While most people assume that the 90% comprise only of the cash distributions, there are usually different types of distributions, and all have different tax rates. So, in the end, the company may not pay tax, but the shareholders cannot escape. The distribution income is in terms of ordinary income, the return of capital and long term gains. Ordinary income distributions result in ordinary dividends, but the REIT can distribute long- term capital gains if it sells a property and shares out the income to shareholders. The main advantage of receiving such is that they are taxed at lower rates than ordinary income distributions. Finally, there is the return of capital when you get to reinvest in the company at a lower cost share price. The difference is an income which you will still pay tax for when you sell your shares.

What If a REIT Cannot Meet the REIT Distribution Requirement?

REIT Mind discusses the two provisions availed to REITs that cannot meet the REIT distribution requirement. Usually, such instances arise if, by the end of December 31st, there is not enough cash to meet the requirements. It could be due to poor planning or anything that comes up unexpectedly that affects the income as the end of the taxable year draws closer. The IRS had the foresight of such scenarios and wrote in the Internal Revenue Code, Section 857 (b) (9) that a REIT can treat dividends declared in the last three months( October, November or December) as paid by the end of the taxable year. That way, the REIT can claim the dividends paid deduction when filing tax returns for that year declared. However, such dividends must be paid in January the following year, and the REIT should not change the amount of dividends that were already declared.

Alternatively, shareholders can report dividends in the year received, and in such a case, the REIT decides on the specific amount to be treated as a dividend distribution. Such a dividend is paid after the end of the taxable year, but for it to be considered, it must be declared before filing the tax return of that taxable year, including extension granted. Additionally, it should be declared before the first regular dividend. Such dividends are therefore referred to as “spillover” or “subsequent” dividends, and Withum gives an ideal example of how they happen. This method, however, has the disadvantage of triggering a non-deductible excise tax of 4%.

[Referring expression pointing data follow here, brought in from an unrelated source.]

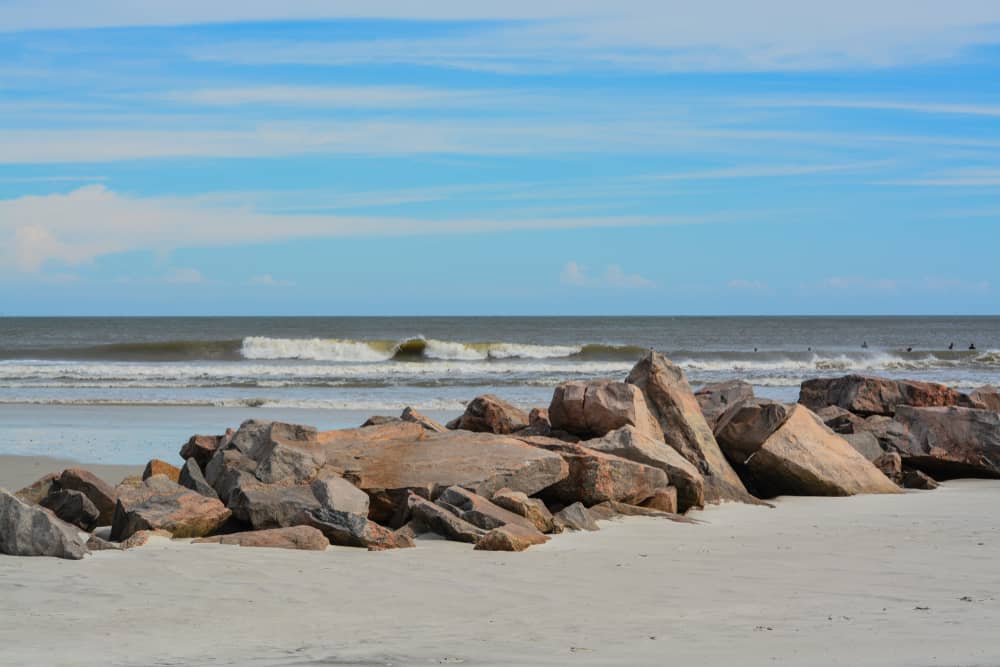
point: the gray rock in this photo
(72, 507)
(866, 444)
(576, 517)
(270, 506)
(715, 399)
(336, 493)
(490, 414)
(354, 530)
(411, 415)
(594, 408)
(629, 443)
(192, 478)
(439, 520)
(102, 494)
(684, 428)
(951, 442)
(30, 530)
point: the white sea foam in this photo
(316, 349)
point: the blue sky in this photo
(524, 158)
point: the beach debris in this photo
(490, 414)
(684, 428)
(304, 538)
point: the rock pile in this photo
(504, 479)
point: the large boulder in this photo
(99, 492)
(575, 517)
(490, 414)
(532, 509)
(166, 505)
(355, 530)
(840, 420)
(715, 399)
(479, 511)
(510, 538)
(593, 408)
(951, 442)
(336, 493)
(866, 444)
(629, 443)
(683, 425)
(201, 448)
(595, 476)
(866, 395)
(34, 493)
(158, 467)
(988, 397)
(411, 415)
(804, 457)
(388, 463)
(192, 478)
(746, 425)
(72, 507)
(303, 538)
(437, 519)
(30, 530)
(271, 505)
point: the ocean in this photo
(125, 389)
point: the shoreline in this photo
(752, 586)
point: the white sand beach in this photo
(869, 580)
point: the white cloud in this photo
(749, 285)
(184, 276)
(614, 276)
(348, 97)
(92, 221)
(267, 280)
(564, 34)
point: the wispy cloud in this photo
(267, 280)
(345, 97)
(937, 108)
(574, 275)
(93, 221)
(747, 285)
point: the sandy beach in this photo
(868, 580)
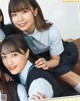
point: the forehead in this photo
(18, 7)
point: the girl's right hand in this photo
(8, 78)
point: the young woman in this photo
(26, 16)
(15, 56)
(5, 30)
(12, 90)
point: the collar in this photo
(24, 73)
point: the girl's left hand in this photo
(38, 96)
(42, 63)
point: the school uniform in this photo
(49, 43)
(16, 91)
(37, 80)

Options for Dealing with Inadequate REIT Distribution Income in 2020

Lexology explains that especially in this pandemic season, REITs might find themselves with more taxable income than cash sufficient to meet the REIT distribution requirement. Luckily, besides the IRS provisions, there are other options that the trusts can consider to still comply with this requirement. For instance, they can reduce taxable income in various ways, one of which is carrying forward indefinitely any net operating losses after 2017 taxable year. This method reduces the net taxable income by up to 100% for 2018, 2019 and 2020, and up to 80% from 2021 and beyond. They can also opt to claim bonus depreciation and increases deductions, which in turn will boost the REIT’s cash liquidity.

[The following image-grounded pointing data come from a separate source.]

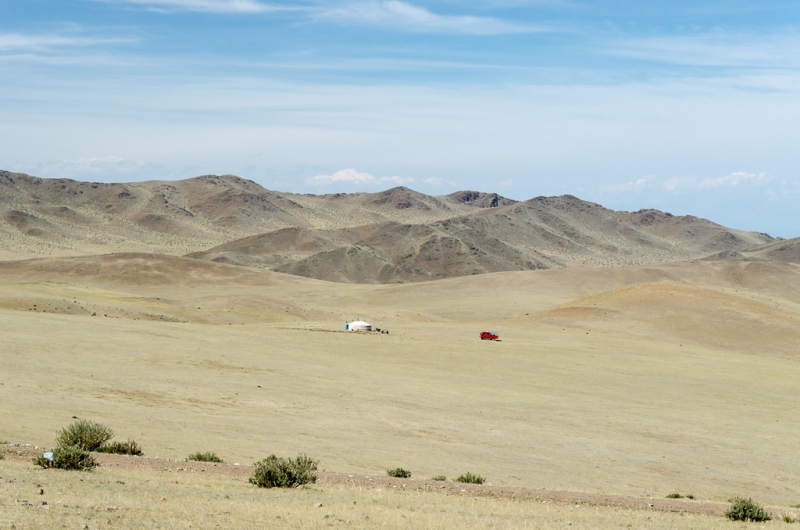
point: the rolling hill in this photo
(394, 236)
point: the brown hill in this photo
(397, 235)
(63, 216)
(542, 233)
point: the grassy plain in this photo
(133, 499)
(641, 382)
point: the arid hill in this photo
(42, 217)
(542, 233)
(397, 235)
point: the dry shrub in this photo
(70, 457)
(204, 457)
(87, 435)
(274, 472)
(121, 448)
(747, 510)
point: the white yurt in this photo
(360, 325)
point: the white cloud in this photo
(209, 6)
(106, 168)
(21, 42)
(402, 15)
(716, 48)
(624, 187)
(433, 181)
(732, 180)
(351, 176)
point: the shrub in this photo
(121, 448)
(274, 472)
(85, 434)
(398, 473)
(469, 478)
(204, 457)
(747, 510)
(70, 457)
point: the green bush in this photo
(469, 478)
(121, 448)
(398, 473)
(747, 510)
(70, 457)
(274, 472)
(85, 434)
(204, 457)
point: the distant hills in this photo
(397, 235)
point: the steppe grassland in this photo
(568, 402)
(117, 498)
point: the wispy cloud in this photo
(44, 42)
(207, 6)
(735, 179)
(625, 187)
(719, 48)
(351, 176)
(408, 17)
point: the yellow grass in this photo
(656, 386)
(113, 498)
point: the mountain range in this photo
(397, 235)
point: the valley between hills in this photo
(641, 353)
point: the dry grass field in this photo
(641, 381)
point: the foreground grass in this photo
(115, 498)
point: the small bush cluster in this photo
(274, 472)
(87, 435)
(70, 457)
(121, 448)
(75, 442)
(747, 510)
(469, 478)
(679, 496)
(204, 457)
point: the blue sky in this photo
(689, 107)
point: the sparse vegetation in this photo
(70, 457)
(398, 473)
(121, 448)
(87, 435)
(204, 457)
(747, 510)
(469, 478)
(274, 472)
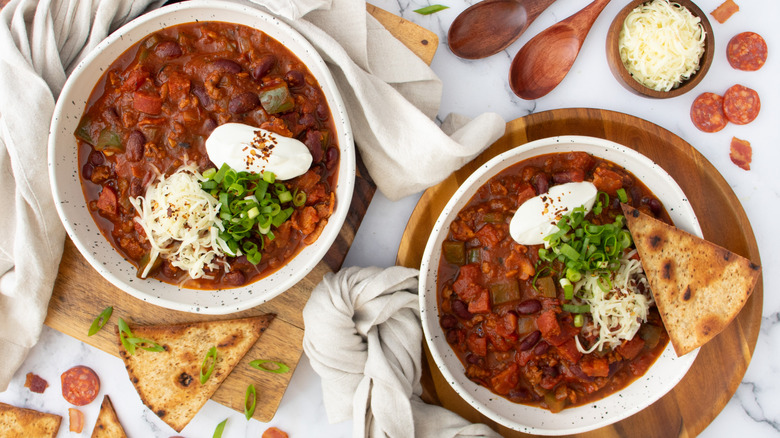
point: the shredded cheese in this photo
(181, 222)
(617, 313)
(661, 44)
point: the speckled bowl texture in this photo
(66, 184)
(660, 378)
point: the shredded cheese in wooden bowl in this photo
(661, 44)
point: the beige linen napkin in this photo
(363, 337)
(40, 43)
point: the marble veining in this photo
(470, 88)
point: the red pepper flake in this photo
(741, 153)
(36, 383)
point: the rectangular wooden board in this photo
(80, 293)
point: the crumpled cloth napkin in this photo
(363, 337)
(391, 97)
(40, 43)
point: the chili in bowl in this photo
(211, 167)
(523, 325)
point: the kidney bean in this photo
(243, 103)
(234, 278)
(96, 158)
(461, 310)
(541, 183)
(226, 65)
(541, 348)
(314, 142)
(294, 78)
(452, 336)
(528, 307)
(86, 171)
(530, 340)
(134, 150)
(262, 66)
(331, 157)
(168, 50)
(448, 321)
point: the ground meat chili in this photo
(158, 102)
(513, 338)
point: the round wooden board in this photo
(721, 364)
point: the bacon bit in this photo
(273, 432)
(741, 153)
(76, 419)
(725, 11)
(36, 383)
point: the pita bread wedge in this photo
(107, 425)
(27, 423)
(169, 381)
(699, 287)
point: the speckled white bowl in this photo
(660, 378)
(69, 198)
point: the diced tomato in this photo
(76, 420)
(481, 303)
(505, 380)
(607, 180)
(490, 235)
(630, 349)
(568, 350)
(524, 193)
(548, 324)
(595, 366)
(107, 201)
(477, 345)
(147, 103)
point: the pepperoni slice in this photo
(747, 51)
(80, 385)
(741, 104)
(707, 113)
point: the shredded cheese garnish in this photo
(661, 44)
(181, 222)
(617, 313)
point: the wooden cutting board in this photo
(721, 364)
(80, 293)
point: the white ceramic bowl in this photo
(659, 379)
(66, 185)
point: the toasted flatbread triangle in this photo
(169, 381)
(107, 425)
(699, 287)
(26, 423)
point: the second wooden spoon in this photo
(545, 60)
(490, 26)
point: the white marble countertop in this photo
(470, 88)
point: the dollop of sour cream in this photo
(250, 149)
(537, 217)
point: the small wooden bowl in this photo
(624, 77)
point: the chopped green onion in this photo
(260, 365)
(622, 195)
(220, 428)
(431, 9)
(575, 308)
(207, 366)
(100, 321)
(250, 400)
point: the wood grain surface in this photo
(80, 293)
(721, 364)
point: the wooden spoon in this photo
(545, 60)
(490, 26)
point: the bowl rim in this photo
(171, 15)
(478, 396)
(624, 77)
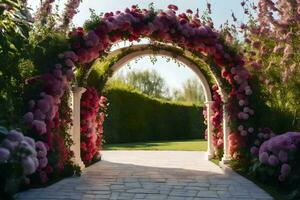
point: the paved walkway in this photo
(174, 175)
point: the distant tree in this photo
(148, 82)
(191, 91)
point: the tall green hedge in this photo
(135, 117)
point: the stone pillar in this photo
(226, 130)
(75, 129)
(210, 149)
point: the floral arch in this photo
(230, 112)
(118, 58)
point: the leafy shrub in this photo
(135, 117)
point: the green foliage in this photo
(192, 92)
(134, 117)
(148, 82)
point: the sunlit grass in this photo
(188, 145)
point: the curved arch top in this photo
(142, 50)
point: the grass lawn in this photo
(187, 145)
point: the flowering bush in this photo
(20, 156)
(272, 38)
(277, 153)
(92, 117)
(217, 109)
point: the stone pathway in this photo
(174, 175)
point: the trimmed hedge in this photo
(135, 117)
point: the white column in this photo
(226, 130)
(75, 129)
(210, 149)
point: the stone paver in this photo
(151, 175)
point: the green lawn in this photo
(188, 145)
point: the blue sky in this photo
(174, 75)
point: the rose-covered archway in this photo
(99, 74)
(229, 111)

Private REITs can also declare consent dividends, but not many shareholders would be in favor of this option. Shareholders invest in REITs to make money, and consent dividends make it seem like they have received dividends, yet no cash exchanges hands. A consent dividend is only declared if it would have been included as a shareholder’s income. In such a case, shareholders agree to be treated like they received the cash which was reinvested in the trust. Shareholders have to sign a form that is consequently filed with the tax return and reported in the same year the REIT claims it as a paid deduction.

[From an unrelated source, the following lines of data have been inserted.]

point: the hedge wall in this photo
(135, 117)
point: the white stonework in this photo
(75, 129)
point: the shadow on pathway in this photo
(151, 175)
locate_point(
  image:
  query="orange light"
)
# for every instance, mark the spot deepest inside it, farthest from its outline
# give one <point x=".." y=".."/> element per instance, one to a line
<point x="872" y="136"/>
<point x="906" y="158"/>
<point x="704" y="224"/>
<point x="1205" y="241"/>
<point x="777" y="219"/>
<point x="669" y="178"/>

Some REITs Do Not Follow the Rule

Surprisingly, even though the REIT distribution requirement is considered a rule, Dividend.com stipulates that not all REITs follow it. According to the article, some trusts like Digital Realty Trust and PS Business Parks do not meet this requirement. The explanation is that they do not generate the bulk of the income from property-related ventures, thus making the 90% rule irrelevant. Consequently, it advises such companies to diversify since paying dividends is still essential.